A perfect end to Dance Massive.
Dance Massive: bluemouth Inc, Dance Marathon, performers, creators Clara Adams, Stephen O’Connell, Clayton Dean Smith, Cass Bugge, Lucy Simic, Cameron Davis, musicians Steve Charles, Peter Lubulwa, Eugene Ball, Carlo Barbaro. Arts House, Meat Market, Melbourne, March 26; www.dancemassive.com.au
First published on the RealTime website, as a part of RealTime’s critical coverage of Dance Massive 2011. Reprinted in RealTime issue #102 April-May 2011 pg. 19. The 2011 Dance Massive archive can be accessed here.

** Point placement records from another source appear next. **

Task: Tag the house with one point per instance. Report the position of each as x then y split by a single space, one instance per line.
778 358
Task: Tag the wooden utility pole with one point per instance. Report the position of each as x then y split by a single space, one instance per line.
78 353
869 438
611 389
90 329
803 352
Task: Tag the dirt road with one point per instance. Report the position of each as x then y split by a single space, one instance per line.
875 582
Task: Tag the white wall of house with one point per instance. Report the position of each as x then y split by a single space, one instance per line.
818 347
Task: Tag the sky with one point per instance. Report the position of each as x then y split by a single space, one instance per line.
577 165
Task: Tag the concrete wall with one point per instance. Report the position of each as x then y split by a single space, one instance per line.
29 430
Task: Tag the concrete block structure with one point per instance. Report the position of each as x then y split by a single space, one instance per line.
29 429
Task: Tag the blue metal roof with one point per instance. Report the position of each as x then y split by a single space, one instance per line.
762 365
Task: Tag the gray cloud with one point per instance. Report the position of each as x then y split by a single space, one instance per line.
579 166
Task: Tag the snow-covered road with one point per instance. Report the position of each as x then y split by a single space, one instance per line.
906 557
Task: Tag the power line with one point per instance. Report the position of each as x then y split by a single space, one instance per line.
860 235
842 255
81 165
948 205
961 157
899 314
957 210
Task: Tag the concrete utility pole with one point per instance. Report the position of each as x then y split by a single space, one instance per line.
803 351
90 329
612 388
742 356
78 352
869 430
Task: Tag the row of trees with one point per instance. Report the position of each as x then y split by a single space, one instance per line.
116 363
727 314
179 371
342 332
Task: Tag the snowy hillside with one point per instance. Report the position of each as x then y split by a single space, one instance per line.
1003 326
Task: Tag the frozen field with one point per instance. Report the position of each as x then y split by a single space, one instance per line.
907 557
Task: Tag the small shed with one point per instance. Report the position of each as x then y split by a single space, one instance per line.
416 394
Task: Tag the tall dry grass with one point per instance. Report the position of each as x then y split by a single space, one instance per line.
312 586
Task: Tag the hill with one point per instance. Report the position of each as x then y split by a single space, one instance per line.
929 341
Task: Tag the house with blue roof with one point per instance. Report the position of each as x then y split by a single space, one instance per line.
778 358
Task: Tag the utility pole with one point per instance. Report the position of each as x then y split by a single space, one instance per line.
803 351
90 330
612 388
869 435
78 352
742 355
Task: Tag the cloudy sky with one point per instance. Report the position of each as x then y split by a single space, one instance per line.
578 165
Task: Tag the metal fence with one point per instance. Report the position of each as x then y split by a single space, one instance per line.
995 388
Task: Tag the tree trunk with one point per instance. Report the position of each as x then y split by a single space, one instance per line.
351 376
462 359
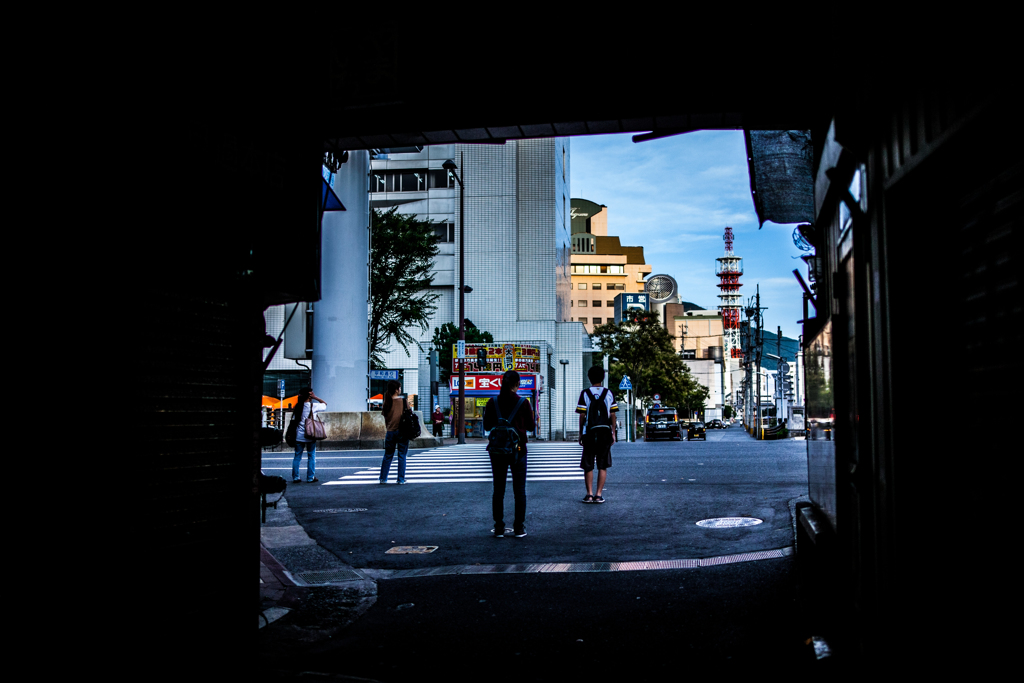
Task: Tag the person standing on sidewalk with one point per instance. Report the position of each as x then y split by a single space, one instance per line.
394 406
597 410
522 422
306 404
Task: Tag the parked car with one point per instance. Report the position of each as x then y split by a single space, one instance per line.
662 422
696 430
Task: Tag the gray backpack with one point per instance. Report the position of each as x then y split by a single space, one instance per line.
503 442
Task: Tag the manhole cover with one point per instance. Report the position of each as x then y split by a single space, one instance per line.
729 522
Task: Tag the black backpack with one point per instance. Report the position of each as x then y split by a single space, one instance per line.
598 422
504 439
409 426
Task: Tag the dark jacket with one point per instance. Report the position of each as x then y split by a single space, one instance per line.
523 421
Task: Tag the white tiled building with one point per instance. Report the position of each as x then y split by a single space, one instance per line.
517 255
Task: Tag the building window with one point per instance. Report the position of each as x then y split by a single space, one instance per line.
410 180
599 269
444 231
440 179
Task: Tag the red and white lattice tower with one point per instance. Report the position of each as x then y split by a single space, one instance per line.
729 268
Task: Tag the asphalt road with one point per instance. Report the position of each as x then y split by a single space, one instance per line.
655 495
646 624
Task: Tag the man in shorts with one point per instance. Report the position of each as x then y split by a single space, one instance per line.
596 446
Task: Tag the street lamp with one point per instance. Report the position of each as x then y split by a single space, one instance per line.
451 167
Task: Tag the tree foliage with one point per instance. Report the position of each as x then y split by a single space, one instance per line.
401 254
640 347
444 338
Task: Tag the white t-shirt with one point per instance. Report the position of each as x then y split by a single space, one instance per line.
300 431
592 394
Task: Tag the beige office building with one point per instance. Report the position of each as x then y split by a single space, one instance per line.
696 333
601 267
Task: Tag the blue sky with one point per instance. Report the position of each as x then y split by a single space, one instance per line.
674 197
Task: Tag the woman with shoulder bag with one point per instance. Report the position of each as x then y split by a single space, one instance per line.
307 406
394 406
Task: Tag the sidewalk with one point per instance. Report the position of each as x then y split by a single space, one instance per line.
315 610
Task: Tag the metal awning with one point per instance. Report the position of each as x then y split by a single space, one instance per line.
779 164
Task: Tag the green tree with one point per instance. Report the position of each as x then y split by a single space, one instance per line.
640 347
400 258
444 338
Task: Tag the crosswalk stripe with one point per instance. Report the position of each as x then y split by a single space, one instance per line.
460 464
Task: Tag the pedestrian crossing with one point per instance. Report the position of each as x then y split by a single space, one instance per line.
470 463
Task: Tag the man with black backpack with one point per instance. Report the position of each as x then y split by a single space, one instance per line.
508 418
597 410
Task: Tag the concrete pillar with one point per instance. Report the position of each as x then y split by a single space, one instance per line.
340 358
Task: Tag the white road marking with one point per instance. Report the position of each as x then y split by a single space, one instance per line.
454 464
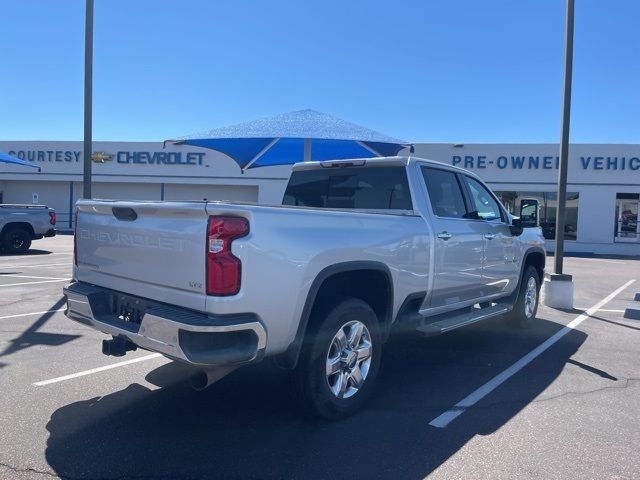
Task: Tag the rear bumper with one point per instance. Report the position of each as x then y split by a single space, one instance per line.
178 333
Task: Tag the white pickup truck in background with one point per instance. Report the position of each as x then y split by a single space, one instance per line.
20 224
357 248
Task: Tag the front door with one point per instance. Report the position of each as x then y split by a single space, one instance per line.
499 269
458 244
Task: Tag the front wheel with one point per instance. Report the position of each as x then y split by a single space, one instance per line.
340 363
526 306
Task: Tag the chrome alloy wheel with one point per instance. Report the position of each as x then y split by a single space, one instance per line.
349 359
530 297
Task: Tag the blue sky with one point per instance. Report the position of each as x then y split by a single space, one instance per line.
434 71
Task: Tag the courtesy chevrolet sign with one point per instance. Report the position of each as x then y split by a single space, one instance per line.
101 157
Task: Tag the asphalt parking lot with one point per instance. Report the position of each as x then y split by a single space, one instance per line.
573 411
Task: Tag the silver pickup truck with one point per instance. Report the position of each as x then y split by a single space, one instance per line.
357 249
20 224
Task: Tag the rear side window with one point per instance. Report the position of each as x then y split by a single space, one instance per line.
379 188
444 192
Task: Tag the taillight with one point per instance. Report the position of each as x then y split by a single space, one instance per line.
223 267
75 237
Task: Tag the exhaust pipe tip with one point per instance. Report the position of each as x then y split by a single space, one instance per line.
118 347
199 380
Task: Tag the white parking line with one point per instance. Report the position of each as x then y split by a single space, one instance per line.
29 276
603 310
34 266
32 313
96 370
34 283
441 421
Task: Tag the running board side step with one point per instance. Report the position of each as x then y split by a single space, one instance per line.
446 322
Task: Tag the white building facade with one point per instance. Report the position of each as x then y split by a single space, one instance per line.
603 193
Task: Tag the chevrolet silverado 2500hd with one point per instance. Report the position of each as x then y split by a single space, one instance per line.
357 248
20 224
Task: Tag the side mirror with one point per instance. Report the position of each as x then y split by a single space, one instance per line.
529 208
516 227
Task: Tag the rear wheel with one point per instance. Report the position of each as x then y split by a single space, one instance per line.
339 366
16 240
526 306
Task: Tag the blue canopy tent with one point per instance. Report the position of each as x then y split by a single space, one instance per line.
294 137
6 158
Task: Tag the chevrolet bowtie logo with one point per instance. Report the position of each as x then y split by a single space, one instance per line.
101 157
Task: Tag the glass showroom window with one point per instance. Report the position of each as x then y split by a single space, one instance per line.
626 226
548 204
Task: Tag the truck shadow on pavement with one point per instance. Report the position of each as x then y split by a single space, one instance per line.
247 425
31 337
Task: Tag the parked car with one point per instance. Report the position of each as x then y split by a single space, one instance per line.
357 248
21 224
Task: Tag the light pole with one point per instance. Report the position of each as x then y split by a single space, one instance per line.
559 287
88 99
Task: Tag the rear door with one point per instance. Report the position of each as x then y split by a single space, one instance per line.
458 243
153 250
499 270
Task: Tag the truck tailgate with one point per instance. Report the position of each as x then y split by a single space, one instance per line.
151 249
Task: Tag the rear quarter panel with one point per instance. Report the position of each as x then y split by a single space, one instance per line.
288 247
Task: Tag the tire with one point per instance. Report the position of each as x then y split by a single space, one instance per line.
356 363
524 311
16 241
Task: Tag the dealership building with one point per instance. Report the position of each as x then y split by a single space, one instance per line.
603 193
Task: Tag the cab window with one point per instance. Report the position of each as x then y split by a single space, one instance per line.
445 193
485 206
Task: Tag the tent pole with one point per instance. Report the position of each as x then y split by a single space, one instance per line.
88 94
307 149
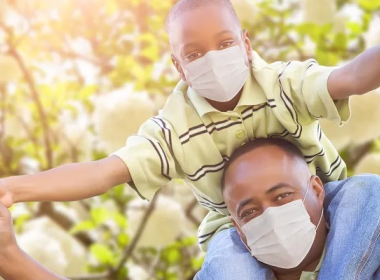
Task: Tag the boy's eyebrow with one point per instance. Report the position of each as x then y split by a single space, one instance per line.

This is a dear review of mine, because it was written in an only-half-rational frame of mind. Dance Marathon – which I had enjoyed immensely – ended around 2am, and my deadline for the review was 12pm. I got home, fell asleep (I was exhausted and exhilarated), slept until about 9am, sat down and wrote this. The published article is not far from the first draft.
While I no longer think that Dance Marathon is the masterpiece I proclaim it to be here, many of its qualities are undeniably in the experience itself, not in the semiotic skeleton that remains in our minds afterwards. Theologically, I understand myself to be a secular Catholic; something akin to a secular Jew, with an appreciation of ritual and ceremony in and of themselves, not as a shortcut to an omniscient, omnipotent God. Dance Marathon seems to me to possess many of the best qualities of the religious liturgy, quite beside its own postmodern understanding of what it is. As you can hopefully read between these lines, it is undeniable that I had a rave time.